Pat the tenderloin dry with paper towels and sprinkle all sides with a generous amount of salt and pepper – you should see the seasoning on the meat. Place a large skillet or roasting pan over medium-high flame, drizzle with the oil, and just when it begins to smoke lay the tenderloin in the hot pan. Brown on all sides until a crust forms and the meat is well-seared, about 7 minutes total. Toss the fresh thyme and rosemary on top of the tenderloin and transfer the whole thing to the oven; roast for 20 to 25 minutes for medium-rare.
Remove the tenderloin to a cutting board to rest for 10 minutes before carving. Pour off the excess fat from the pan and put it back on the stove over medium-high heat.
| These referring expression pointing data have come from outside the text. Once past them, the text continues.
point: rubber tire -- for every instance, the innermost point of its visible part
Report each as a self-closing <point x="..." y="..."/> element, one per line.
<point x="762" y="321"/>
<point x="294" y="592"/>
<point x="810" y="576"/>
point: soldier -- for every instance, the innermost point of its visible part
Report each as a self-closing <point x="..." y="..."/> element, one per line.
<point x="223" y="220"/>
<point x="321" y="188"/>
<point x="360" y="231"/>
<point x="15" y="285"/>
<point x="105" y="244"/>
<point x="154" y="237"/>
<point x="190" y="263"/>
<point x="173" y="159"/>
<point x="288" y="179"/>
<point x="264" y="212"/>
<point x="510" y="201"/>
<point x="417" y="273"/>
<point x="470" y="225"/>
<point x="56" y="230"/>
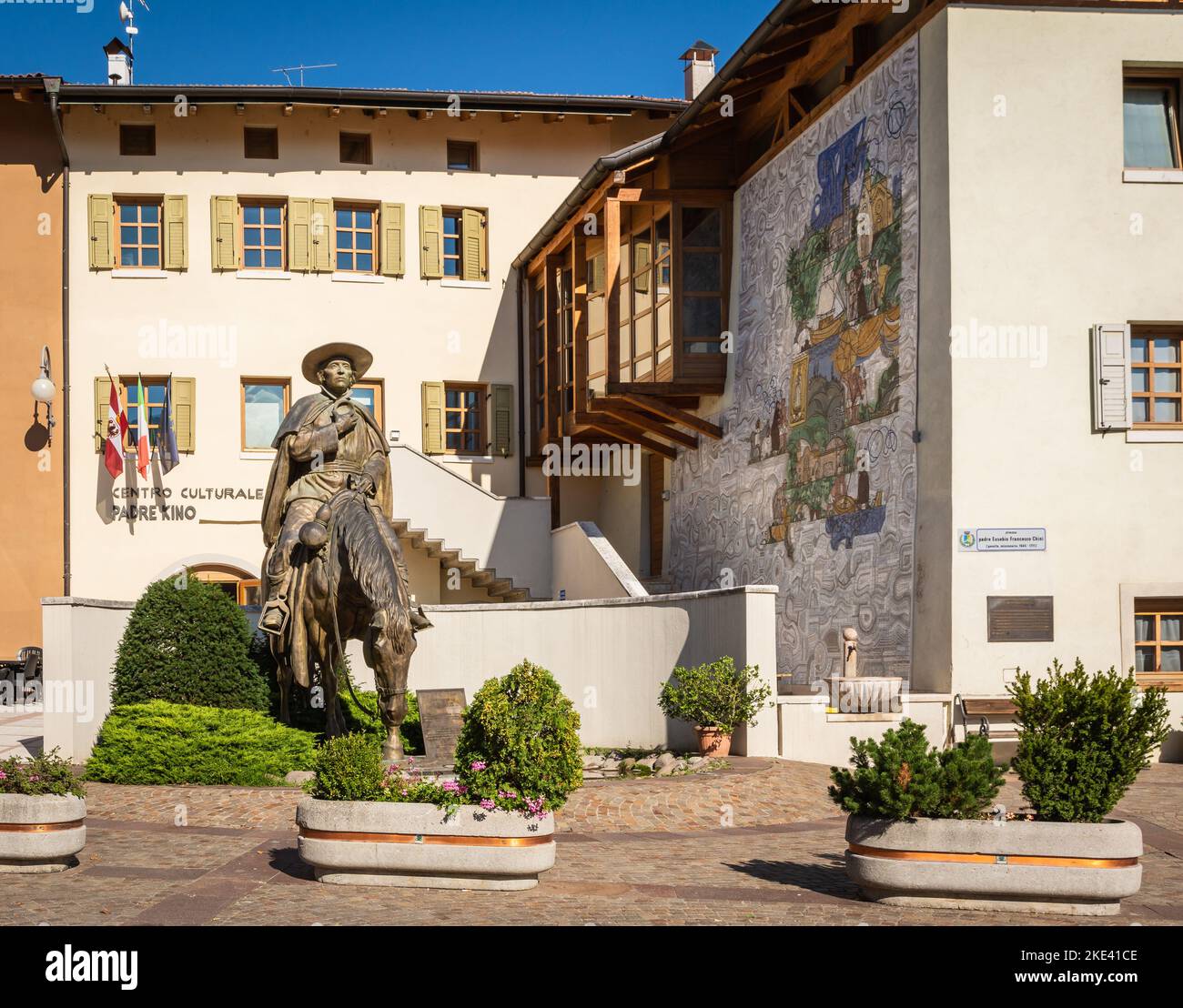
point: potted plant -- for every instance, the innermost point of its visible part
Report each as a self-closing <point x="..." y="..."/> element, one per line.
<point x="43" y="814"/>
<point x="517" y="759"/>
<point x="716" y="698"/>
<point x="919" y="832"/>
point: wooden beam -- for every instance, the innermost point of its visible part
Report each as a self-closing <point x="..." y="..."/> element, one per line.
<point x="622" y="432"/>
<point x="638" y="420"/>
<point x="675" y="414"/>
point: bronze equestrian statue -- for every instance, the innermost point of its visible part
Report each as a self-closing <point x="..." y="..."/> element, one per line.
<point x="334" y="570"/>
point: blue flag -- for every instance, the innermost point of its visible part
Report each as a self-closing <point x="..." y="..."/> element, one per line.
<point x="167" y="444"/>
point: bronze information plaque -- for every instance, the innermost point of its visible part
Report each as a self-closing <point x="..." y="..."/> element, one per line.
<point x="1014" y="618"/>
<point x="440" y="711"/>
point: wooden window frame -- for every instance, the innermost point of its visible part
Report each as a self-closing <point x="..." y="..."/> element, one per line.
<point x="119" y="203"/>
<point x="347" y="136"/>
<point x="480" y="409"/>
<point x="1158" y="79"/>
<point x="130" y="381"/>
<point x="261" y="203"/>
<point x="1156" y="609"/>
<point x="241" y="406"/>
<point x="374" y="209"/>
<point x="126" y="130"/>
<point x="1150" y="333"/>
<point x="379" y="387"/>
<point x="272" y="132"/>
<point x="470" y="146"/>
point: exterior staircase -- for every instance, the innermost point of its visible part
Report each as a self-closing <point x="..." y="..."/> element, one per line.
<point x="471" y="570"/>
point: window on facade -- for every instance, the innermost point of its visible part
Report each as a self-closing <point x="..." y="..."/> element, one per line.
<point x="702" y="279"/>
<point x="464" y="419"/>
<point x="260" y="142"/>
<point x="465" y="247"/>
<point x="1156" y="365"/>
<point x="1150" y="122"/>
<point x="646" y="321"/>
<point x="1158" y="636"/>
<point x="264" y="236"/>
<point x="355" y="239"/>
<point x="153" y="404"/>
<point x="136" y="140"/>
<point x="368" y="394"/>
<point x="539" y="321"/>
<point x="355" y="148"/>
<point x="138" y="235"/>
<point x="461" y="156"/>
<point x="264" y="404"/>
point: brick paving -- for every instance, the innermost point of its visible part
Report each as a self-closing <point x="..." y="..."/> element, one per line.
<point x="631" y="852"/>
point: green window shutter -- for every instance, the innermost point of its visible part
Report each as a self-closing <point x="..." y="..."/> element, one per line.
<point x="224" y="232"/>
<point x="299" y="235"/>
<point x="101" y="216"/>
<point x="322" y="236"/>
<point x="177" y="233"/>
<point x="433" y="418"/>
<point x="185" y="397"/>
<point x="393" y="228"/>
<point x="102" y="408"/>
<point x="501" y="398"/>
<point x="430" y="243"/>
<point x="472" y="235"/>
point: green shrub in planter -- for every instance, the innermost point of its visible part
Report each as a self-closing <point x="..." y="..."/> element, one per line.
<point x="187" y="642"/>
<point x="714" y="695"/>
<point x="47" y="774"/>
<point x="1083" y="740"/>
<point x="348" y="768"/>
<point x="162" y="743"/>
<point x="520" y="736"/>
<point x="902" y="776"/>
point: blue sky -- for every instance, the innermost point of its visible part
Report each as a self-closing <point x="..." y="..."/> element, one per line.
<point x="594" y="46"/>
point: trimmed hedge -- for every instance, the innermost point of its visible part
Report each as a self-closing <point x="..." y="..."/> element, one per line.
<point x="162" y="743"/>
<point x="187" y="642"/>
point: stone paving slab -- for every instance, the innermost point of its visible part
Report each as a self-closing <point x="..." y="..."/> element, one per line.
<point x="630" y="852"/>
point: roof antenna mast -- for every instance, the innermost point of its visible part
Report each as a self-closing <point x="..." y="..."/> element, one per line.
<point x="288" y="70"/>
<point x="126" y="15"/>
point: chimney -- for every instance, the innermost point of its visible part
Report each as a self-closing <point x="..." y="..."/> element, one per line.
<point x="699" y="67"/>
<point x="118" y="63"/>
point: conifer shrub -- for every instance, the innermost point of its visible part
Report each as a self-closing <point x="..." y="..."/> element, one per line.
<point x="187" y="642"/>
<point x="164" y="743"/>
<point x="902" y="776"/>
<point x="1083" y="740"/>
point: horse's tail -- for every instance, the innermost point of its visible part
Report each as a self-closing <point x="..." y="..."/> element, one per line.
<point x="373" y="548"/>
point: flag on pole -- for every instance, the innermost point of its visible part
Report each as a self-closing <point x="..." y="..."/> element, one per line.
<point x="166" y="441"/>
<point x="116" y="417"/>
<point x="141" y="428"/>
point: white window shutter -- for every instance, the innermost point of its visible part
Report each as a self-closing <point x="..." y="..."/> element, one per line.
<point x="1111" y="373"/>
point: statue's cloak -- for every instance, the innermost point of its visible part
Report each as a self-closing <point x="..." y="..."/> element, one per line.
<point x="308" y="412"/>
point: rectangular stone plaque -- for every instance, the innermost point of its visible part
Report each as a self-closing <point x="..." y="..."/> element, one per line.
<point x="439" y="711"/>
<point x="1017" y="618"/>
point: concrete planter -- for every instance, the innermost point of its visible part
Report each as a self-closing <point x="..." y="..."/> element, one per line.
<point x="40" y="833"/>
<point x="407" y="843"/>
<point x="1036" y="867"/>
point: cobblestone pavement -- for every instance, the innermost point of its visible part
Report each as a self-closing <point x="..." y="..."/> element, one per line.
<point x="630" y="852"/>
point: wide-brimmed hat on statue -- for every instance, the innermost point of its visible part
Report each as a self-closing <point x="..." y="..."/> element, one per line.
<point x="359" y="357"/>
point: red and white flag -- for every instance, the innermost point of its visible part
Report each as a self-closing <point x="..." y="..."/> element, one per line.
<point x="116" y="417"/>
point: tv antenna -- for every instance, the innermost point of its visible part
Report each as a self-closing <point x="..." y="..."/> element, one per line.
<point x="288" y="70"/>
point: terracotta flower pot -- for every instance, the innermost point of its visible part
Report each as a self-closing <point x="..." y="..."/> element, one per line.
<point x="713" y="741"/>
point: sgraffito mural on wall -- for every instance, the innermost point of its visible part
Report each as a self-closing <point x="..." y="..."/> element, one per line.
<point x="813" y="487"/>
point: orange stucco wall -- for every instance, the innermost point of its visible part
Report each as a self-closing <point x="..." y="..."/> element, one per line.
<point x="31" y="499"/>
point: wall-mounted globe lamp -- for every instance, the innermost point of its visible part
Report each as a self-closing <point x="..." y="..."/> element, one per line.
<point x="44" y="390"/>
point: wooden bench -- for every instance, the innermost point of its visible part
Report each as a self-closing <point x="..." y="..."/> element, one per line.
<point x="982" y="709"/>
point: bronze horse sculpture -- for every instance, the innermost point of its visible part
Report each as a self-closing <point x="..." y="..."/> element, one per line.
<point x="348" y="588"/>
<point x="334" y="570"/>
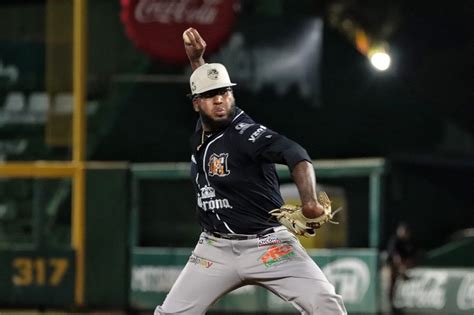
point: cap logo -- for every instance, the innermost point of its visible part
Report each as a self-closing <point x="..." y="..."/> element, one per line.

Add the shallots to the pan drippings, saute, stirring with a spoon to scrape up the flavors in the bottom. Take the pan off the heat and pour in the cognac (premeasure - never pour directly from the bottle!) Put the pan back on the heat and tilt it slightly over the burner to ignite the alcohol, or light with a kitchen lighter. The cognac will flame for a few seconds then go out as the alcohol burns off. Stir in the demi-glace and cream, simmer for about 1 minute to thicken the sauce so it coats a spoon. Finish the sauce by stirring in the mustard and peppercorns until incorporated. Taste and season with salt, if necessary.
To serve: pile the watercress on a serving platter, cut the tenderloin into 1/2-inch thick slices and arrange it on top of the greens. Drizzle the sauce over the beef and garnish with chopped parsley. Serve the steak au poivre with pommes frites.